Vedantam’s writing and speaking style offers a perfect blend of colloquial storytelling and evidence-based arguments. He interviews transgender people who describe the changes attitudes they encounter between before and after their outward appearances changed. (One transgender man says, “I can even complete a whole sentence [post-transition] without being interrupted by a man.) And he looks at data on racial disparities in sentencing convicted criminals to death – including data that show darker-skinned blacks are more likely to receive a death sentence than lighter-skinned blacks.

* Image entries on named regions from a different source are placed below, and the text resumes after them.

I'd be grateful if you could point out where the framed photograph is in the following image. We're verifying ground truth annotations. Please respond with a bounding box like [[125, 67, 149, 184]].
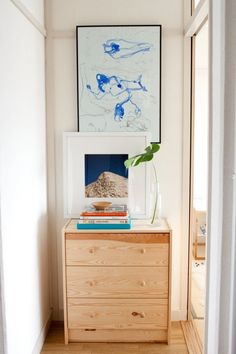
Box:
[[63, 132, 150, 218], [76, 25, 161, 143]]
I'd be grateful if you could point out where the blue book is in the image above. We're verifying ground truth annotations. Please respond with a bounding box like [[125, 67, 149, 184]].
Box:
[[76, 223, 131, 230]]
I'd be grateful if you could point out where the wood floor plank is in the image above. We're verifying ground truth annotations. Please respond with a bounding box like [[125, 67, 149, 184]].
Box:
[[41, 322, 189, 354], [181, 321, 202, 354]]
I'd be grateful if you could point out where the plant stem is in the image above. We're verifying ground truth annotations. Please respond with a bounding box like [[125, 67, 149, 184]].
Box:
[[151, 162, 158, 224]]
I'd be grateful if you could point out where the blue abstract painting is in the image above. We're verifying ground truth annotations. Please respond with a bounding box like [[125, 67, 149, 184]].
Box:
[[76, 25, 161, 142]]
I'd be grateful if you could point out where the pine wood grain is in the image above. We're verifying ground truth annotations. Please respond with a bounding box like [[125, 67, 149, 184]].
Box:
[[68, 298, 167, 330], [67, 266, 168, 298], [66, 235, 169, 267], [41, 322, 189, 354], [66, 230, 169, 244], [181, 321, 202, 354]]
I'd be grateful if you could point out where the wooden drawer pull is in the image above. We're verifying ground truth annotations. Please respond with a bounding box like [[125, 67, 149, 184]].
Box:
[[132, 311, 145, 318], [88, 281, 96, 286]]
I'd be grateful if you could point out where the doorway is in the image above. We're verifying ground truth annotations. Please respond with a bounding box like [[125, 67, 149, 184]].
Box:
[[189, 21, 209, 346]]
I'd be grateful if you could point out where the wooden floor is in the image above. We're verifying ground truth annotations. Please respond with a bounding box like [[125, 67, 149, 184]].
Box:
[[41, 322, 189, 354]]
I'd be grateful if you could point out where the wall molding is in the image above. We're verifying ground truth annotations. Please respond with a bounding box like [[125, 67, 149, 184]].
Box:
[[10, 0, 47, 37]]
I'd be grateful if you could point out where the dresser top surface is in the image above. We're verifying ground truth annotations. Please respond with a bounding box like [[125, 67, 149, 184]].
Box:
[[64, 219, 171, 234]]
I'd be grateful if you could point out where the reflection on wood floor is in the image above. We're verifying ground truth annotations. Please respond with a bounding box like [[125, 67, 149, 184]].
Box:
[[41, 322, 188, 354]]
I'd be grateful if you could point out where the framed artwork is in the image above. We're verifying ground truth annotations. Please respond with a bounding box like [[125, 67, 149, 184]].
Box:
[[76, 25, 161, 143], [63, 132, 150, 218]]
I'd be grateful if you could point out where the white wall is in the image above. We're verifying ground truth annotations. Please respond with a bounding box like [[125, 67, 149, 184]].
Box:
[[0, 0, 50, 354], [46, 0, 187, 319]]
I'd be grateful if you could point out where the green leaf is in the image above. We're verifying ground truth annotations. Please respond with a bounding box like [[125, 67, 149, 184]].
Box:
[[124, 143, 160, 168]]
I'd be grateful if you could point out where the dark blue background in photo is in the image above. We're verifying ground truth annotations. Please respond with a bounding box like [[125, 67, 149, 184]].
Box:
[[84, 154, 128, 186]]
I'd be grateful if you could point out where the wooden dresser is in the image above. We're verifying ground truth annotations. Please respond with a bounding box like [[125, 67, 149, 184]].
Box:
[[63, 219, 171, 343]]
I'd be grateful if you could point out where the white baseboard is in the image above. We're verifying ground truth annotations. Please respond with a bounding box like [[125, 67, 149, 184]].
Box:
[[171, 310, 187, 321], [32, 310, 52, 354]]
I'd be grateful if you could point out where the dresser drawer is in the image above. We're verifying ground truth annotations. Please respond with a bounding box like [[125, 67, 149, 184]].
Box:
[[66, 266, 168, 298], [66, 237, 169, 266], [68, 299, 168, 330]]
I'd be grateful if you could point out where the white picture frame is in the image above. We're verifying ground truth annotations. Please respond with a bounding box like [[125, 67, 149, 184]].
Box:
[[63, 132, 150, 219]]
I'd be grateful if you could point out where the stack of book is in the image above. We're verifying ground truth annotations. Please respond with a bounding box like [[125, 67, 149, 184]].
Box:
[[77, 204, 131, 229]]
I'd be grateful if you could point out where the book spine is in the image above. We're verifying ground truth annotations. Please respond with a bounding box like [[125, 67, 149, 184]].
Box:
[[78, 219, 130, 225], [77, 223, 131, 230], [79, 215, 129, 220], [80, 211, 128, 216]]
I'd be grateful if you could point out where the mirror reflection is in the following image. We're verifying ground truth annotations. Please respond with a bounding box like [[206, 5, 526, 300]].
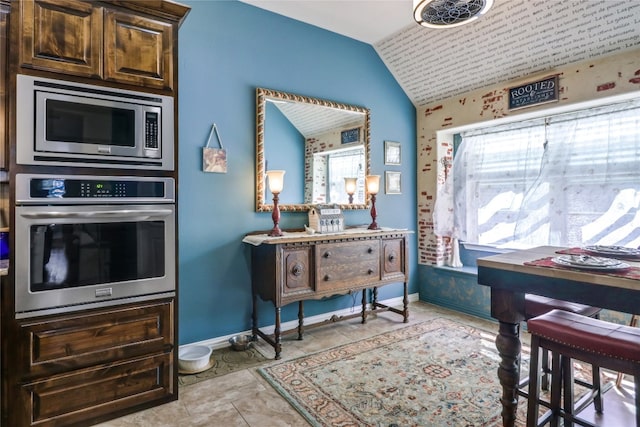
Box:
[[256, 88, 369, 211]]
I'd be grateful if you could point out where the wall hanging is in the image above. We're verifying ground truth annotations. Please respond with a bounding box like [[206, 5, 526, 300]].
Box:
[[202, 123, 227, 173]]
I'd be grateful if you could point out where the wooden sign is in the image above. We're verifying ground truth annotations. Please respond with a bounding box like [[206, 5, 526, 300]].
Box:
[[509, 76, 558, 110]]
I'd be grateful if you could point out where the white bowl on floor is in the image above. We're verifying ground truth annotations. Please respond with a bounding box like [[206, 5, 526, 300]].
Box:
[[178, 345, 211, 372]]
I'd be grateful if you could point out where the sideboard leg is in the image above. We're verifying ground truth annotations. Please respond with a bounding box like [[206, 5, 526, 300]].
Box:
[[298, 301, 304, 340], [251, 291, 258, 341], [273, 307, 282, 360], [402, 282, 409, 323], [362, 289, 373, 323]]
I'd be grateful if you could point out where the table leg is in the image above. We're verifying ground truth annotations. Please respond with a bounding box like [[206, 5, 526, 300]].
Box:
[[496, 321, 522, 427], [273, 307, 282, 360]]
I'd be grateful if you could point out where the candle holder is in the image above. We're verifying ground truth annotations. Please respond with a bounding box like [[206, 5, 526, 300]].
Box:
[[365, 175, 380, 230], [266, 170, 285, 237]]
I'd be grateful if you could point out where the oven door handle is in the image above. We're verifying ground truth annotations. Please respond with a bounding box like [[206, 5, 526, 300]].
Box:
[[21, 209, 173, 219]]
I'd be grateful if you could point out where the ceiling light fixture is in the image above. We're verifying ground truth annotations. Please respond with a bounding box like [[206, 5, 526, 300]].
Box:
[[413, 0, 493, 28]]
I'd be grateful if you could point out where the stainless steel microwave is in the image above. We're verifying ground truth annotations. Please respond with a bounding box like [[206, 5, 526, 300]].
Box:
[[16, 74, 175, 170]]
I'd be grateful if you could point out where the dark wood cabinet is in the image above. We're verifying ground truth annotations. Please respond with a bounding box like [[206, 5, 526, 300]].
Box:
[[244, 229, 410, 359], [8, 299, 176, 426], [0, 0, 190, 427], [20, 0, 188, 91], [104, 10, 174, 89], [20, 0, 103, 78]]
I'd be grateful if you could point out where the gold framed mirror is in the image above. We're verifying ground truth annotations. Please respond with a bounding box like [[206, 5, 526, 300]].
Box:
[[256, 88, 371, 212]]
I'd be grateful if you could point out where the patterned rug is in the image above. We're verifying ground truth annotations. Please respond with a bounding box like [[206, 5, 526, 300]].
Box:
[[258, 318, 604, 427]]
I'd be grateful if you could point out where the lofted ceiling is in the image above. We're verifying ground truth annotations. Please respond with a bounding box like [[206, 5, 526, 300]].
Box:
[[242, 0, 640, 107]]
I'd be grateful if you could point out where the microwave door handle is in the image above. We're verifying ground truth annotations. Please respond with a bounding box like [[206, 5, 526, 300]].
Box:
[[21, 209, 172, 219]]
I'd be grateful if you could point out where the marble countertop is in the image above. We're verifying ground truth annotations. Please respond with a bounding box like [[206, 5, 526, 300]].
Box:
[[242, 227, 411, 246]]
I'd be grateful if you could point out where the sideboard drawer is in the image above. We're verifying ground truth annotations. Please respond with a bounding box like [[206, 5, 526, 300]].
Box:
[[382, 239, 406, 279], [316, 240, 380, 292]]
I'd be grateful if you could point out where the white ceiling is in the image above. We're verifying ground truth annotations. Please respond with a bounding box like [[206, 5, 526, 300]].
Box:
[[241, 0, 640, 107]]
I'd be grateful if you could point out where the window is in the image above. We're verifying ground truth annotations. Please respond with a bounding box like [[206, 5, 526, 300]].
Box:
[[313, 146, 365, 204], [434, 100, 640, 248]]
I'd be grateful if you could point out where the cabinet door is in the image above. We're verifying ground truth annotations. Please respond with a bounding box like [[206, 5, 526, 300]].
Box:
[[20, 0, 102, 77], [282, 246, 313, 297], [18, 353, 174, 426], [20, 300, 174, 380], [104, 11, 173, 89]]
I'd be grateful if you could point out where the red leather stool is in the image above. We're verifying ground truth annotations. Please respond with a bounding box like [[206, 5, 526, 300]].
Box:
[[527, 310, 640, 427], [518, 294, 602, 397]]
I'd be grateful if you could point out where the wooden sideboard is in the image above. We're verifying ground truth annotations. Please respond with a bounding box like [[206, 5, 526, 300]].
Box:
[[243, 228, 411, 359]]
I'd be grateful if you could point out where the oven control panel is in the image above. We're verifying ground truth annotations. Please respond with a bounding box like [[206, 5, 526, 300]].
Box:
[[16, 174, 175, 204]]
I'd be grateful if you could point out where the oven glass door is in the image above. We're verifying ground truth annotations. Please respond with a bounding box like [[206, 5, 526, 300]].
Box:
[[29, 221, 168, 292], [14, 204, 176, 318]]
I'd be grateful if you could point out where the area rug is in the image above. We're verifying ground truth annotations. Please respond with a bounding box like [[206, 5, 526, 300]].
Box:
[[178, 347, 269, 386], [258, 318, 604, 427]]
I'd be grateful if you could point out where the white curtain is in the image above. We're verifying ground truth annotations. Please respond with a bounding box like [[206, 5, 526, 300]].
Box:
[[434, 101, 640, 248]]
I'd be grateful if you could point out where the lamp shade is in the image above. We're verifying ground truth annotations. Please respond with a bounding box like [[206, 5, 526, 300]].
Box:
[[413, 0, 493, 28], [344, 178, 358, 196], [267, 170, 286, 194], [365, 175, 380, 194]]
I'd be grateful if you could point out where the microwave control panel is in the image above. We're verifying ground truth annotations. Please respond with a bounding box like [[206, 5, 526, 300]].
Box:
[[144, 111, 160, 150]]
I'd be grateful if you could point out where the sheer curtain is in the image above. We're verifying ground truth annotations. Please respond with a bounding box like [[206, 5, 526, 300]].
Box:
[[434, 100, 640, 248]]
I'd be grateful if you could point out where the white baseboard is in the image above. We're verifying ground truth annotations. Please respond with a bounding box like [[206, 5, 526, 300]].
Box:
[[180, 293, 420, 350]]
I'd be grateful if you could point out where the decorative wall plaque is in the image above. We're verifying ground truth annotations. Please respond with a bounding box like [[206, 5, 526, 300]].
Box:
[[509, 76, 558, 110]]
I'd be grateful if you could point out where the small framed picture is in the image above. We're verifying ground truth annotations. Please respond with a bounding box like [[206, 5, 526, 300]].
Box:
[[384, 141, 402, 165], [340, 128, 360, 144], [384, 171, 402, 194]]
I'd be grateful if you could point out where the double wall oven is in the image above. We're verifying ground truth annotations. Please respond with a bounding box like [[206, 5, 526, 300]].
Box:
[[14, 174, 176, 318]]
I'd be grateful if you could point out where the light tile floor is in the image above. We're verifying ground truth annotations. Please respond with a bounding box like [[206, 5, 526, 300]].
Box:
[[99, 302, 633, 427]]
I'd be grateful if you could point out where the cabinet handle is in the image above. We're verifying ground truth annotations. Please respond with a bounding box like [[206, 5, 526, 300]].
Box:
[[291, 264, 304, 277]]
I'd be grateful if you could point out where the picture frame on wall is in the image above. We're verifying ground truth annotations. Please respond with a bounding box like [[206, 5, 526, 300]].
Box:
[[384, 171, 402, 194], [384, 141, 402, 165]]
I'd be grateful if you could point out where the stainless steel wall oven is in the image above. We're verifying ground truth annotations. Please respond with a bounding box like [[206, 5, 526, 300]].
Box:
[[14, 174, 176, 318]]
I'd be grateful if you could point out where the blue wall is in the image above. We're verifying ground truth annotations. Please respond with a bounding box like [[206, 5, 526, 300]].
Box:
[[178, 0, 418, 344]]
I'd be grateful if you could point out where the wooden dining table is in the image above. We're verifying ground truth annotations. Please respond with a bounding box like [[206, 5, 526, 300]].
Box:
[[478, 246, 640, 427]]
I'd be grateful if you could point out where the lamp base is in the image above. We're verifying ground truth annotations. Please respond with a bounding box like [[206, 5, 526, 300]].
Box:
[[269, 225, 282, 237]]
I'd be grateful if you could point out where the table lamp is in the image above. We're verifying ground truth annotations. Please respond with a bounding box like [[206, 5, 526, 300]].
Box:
[[365, 175, 380, 230], [267, 170, 285, 237], [344, 178, 358, 204]]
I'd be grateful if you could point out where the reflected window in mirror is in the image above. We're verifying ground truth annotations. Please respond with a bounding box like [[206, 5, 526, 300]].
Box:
[[309, 146, 365, 204]]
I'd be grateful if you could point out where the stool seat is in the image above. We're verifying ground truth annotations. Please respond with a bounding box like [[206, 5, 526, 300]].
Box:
[[527, 310, 640, 362], [527, 309, 640, 427], [524, 294, 602, 319]]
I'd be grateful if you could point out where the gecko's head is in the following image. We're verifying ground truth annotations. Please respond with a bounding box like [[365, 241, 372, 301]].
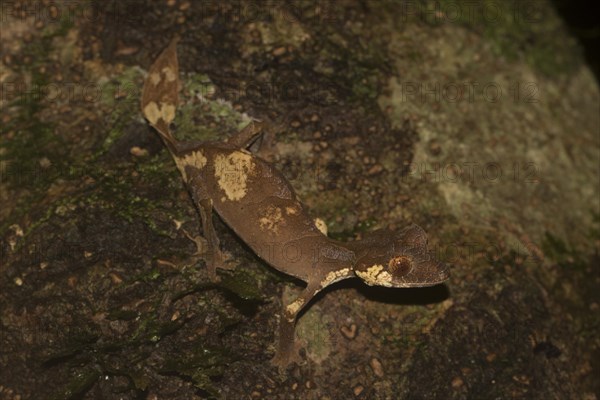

The last chapter of The Hidden Brain came up last week on Twitter, where I retweeted a link to a story in the New York Times from the wife of a former NFL player, describing her husband’s apparent symptoms of serious brain trauma. One slightly bizarre response I received was that this was an “appeal to emotion” argument – I wasn’t arguing anything, just sharing a story I thought was well-written and worth reading – because it was a single datum rather than an extensive study. Vedantam points out, with examples and some research, that the human brain does much better at understanding the suffering of one than at understanding the suffering of many. He tells how the story of a dog named Hokget, lost in the Pacific on an abandoned ship, spurred people to donate thousands of dollars, with money coming from 39 states and four countries. ( An excerpt from this chapter is still online on The Week‘s site.) So why were people so quick to send money to save one dog when they’re so much less likely to send money when they hear of mass suffering, like genocide or disaster victims in Asia or Africa? Because, Vedantam argues, we process the suffering of an individual in a more “visceral” sense than we do the more abstract suffering of many – and he cites experimental data from psychologist Paul Slovic to back it up.

The Hidden Brain could have been twice as long and I would still have devoured it; Vedantam’s writing is much like his podcast narration, breezy yet never dumbed down, thoroughly explanatory without becoming dense or patronizing. If you enjoy books in the Thinking Fast and Slow or Everybody Lies vein, you’ll enjoy both this title and the podcast, which has become one of my go-to listens to power me through mindless chores around the house.